A saúde precária de Boris Ieltsin, ponto focal de interesse dos estrangeiros na eleição de ontem (mesmo que não o fosse para os próprios russos), suscita questões tão pertinentes na Rússia pós-comunista quanto teriam sido na época soviética.
Como exatamente se dá a sucessão de um líder do Kremlin para outro, e existe alguma garantia de que a transferência de poder possa acontecer de maneira pacífica? Teoricamente, pelo menos, o quadro é claro.
A Constituição russa, promulgada em dezembro de 1993, afirma que, no caso da morte do presidente ou de ele ficar incapacitado de cumprir seus deveres, o cargo passa temporariamente ao premiê, atualmente Viktor Tchernomirdin. Este, por sua vez, é obrigado a convocar novas eleições presidenciais no prazo de três meses.
Na prática, porém, nada garante que a Rússia seria capaz de superar facilmente o transtorno que seria gerado pela saída precoce do presidente Ieltsin do cargo.
Os mecanismos constitucionais vigentes nunca foram testados e podem valer pouco contra uma tradição secular de lutas pelo poder, muitas vezes violentas, que acompanham a morte de um czar ou chefe partidário.
Ademais, embora a Constituição seja considerada quase sagrada pelas classes políticas de países como os EUA, não existe na Rússia tal devoção a um documento que é visto como tendo sido redigido sob medida para Ieltsin.
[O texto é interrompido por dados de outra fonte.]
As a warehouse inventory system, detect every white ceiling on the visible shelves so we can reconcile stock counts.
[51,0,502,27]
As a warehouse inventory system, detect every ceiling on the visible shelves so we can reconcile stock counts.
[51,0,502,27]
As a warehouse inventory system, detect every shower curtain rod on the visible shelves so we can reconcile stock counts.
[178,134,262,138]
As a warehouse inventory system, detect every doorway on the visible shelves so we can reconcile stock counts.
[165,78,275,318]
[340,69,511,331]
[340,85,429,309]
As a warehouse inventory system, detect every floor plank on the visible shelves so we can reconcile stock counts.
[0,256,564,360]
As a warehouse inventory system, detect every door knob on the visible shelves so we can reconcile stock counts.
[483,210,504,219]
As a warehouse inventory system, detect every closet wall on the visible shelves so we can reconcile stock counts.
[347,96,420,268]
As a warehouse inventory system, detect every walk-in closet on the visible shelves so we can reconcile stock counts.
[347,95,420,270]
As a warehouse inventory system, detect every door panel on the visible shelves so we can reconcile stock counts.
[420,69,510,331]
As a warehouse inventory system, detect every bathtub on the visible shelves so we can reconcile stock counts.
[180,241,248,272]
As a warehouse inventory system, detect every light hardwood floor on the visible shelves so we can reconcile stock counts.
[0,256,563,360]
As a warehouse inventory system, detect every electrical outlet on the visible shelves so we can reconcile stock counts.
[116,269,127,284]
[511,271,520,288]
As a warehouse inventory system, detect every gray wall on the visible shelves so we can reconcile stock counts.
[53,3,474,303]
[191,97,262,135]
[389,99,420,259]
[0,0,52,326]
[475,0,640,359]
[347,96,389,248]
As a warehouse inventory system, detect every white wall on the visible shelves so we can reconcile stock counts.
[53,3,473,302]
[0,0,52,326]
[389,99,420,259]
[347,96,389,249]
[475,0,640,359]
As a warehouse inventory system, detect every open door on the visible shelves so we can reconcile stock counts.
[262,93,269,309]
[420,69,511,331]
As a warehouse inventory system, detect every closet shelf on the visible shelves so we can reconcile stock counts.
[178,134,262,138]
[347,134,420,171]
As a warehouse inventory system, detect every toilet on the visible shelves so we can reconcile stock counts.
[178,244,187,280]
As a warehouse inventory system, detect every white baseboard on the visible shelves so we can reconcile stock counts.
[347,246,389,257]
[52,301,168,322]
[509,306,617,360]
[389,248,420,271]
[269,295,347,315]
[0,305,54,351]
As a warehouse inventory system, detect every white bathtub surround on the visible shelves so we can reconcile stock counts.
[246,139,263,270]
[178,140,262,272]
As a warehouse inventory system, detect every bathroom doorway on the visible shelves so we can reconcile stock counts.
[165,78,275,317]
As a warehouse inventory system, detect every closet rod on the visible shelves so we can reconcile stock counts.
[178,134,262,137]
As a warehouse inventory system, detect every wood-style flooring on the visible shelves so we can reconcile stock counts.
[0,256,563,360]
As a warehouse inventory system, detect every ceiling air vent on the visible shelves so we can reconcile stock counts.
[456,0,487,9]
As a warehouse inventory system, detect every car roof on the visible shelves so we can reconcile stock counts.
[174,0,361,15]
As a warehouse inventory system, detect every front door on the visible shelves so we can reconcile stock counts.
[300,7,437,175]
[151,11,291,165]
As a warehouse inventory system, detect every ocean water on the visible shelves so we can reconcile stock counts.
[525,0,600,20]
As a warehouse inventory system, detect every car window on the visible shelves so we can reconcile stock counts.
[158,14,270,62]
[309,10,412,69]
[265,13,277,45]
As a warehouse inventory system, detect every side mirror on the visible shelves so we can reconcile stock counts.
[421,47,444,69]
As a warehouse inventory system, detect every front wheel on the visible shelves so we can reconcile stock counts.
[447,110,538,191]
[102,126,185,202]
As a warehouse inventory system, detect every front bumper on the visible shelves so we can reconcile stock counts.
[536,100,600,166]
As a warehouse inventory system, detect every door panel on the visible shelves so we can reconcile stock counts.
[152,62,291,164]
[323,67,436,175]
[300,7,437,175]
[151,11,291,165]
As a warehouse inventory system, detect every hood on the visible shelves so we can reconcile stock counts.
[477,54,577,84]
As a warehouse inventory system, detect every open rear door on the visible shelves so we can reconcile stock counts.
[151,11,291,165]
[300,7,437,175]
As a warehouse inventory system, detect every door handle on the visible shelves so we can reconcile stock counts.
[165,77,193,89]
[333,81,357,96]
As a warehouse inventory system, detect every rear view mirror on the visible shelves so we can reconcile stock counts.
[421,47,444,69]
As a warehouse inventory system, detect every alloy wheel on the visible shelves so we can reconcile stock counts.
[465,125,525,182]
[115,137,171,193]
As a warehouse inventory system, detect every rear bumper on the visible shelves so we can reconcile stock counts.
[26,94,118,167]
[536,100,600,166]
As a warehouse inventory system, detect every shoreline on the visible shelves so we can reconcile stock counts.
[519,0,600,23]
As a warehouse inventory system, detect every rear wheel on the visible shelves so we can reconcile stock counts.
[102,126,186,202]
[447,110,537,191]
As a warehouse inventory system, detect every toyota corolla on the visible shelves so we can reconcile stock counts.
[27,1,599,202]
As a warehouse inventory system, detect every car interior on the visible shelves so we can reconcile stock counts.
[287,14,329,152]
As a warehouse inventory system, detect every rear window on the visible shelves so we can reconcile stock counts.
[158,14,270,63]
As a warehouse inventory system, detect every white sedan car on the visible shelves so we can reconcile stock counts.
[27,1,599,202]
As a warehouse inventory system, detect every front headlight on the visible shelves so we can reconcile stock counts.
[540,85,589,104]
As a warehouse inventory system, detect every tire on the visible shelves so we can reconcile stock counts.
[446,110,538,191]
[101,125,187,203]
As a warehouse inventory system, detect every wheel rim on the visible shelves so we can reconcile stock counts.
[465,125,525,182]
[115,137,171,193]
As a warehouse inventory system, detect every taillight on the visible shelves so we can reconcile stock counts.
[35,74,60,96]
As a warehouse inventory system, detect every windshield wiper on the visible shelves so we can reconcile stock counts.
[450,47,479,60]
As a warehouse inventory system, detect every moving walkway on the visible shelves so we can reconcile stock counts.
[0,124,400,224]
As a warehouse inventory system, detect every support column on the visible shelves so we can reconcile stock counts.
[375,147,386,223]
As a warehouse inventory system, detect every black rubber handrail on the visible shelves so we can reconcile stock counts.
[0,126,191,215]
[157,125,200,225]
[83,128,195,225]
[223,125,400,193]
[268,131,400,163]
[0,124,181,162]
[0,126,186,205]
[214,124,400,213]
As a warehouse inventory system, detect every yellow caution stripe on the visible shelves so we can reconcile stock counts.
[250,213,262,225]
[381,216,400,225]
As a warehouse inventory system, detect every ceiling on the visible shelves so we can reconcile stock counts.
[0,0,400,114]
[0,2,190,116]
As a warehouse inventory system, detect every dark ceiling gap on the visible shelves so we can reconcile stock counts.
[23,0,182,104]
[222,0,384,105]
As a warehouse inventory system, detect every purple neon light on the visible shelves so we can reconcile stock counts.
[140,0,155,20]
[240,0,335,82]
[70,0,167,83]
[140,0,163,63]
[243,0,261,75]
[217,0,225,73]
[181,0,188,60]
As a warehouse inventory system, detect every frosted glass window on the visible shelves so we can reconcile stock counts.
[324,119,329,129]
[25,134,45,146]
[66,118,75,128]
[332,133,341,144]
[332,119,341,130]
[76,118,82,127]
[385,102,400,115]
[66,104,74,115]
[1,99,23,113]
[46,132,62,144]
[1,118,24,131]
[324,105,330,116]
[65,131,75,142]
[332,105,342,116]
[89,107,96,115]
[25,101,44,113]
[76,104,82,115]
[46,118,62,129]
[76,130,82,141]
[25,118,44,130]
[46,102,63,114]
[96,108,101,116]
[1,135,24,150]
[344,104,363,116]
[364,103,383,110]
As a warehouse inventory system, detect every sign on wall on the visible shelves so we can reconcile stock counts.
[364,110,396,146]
O atual presidente promulgou a Constituição logo após o levante armado de outubro de 1993 no edifício do Parlamento russo, e a gama extraordinária de poderes que ela lhe outorga, à custa do Legislativo, visava assegurar que ninguém mais pudesse gerar uma ameaça séria a seu governo.
Fragilidade
A fragilidade da ordem constitucional russa foi exposta pouco após o primeiro turno da eleição presidencial, em 16 de junho, quando um grupo de representantes da linha dura (incluindo o ministro da Defesa, o chefe da antiga KGB e o chefe da segurança pessoal de Ieltsin) foi expulso do Kremlin sob a acusação de tentar forçar o adiamento da eleição.
Menos de um mês depois do drama, Ieltsin levantou dúvidas sobre sua disposição em pautar-se pelos dispositivos constitucionais quando rejeitou uma lei aprovada pelo Parlamento (dominado pelos comunistas) que delineava o processo pelo qual entregaria o poder, caso viesse a perder a eleição.
Muitos comentaristas políticos russos acreditam que Ieltsin, apesar de insistir na realização das eleições, jamais teve qualquer intenção de transferir o cargo pacificamente se a derrota assomasse como perspectiva realista.
Por toda parte em Moscou são ouvidos boatos sobre um suposto "Plano B", dando conta de que Ieltsin pretenderia declarar estado de emergência nacional e permanecer no poder, em lugar de passar seu cargo no Kremlin para Guennadi Ziuganov.
Folha de papel
O sentimento de que a Constituição não passa de uma folha de papel, a ser alterada, ignorada ou jogada fora à vontade, é entrevisto nas atitudes de muitos políticos russos eminentes. É o caso, principalmente, de Alexander Lebed, o general da reserva de fala direta a quem Ieltsin encarregou da segurança nacional quando o militar reformado obteve o terceiro lugar no primeiro turno da eleição.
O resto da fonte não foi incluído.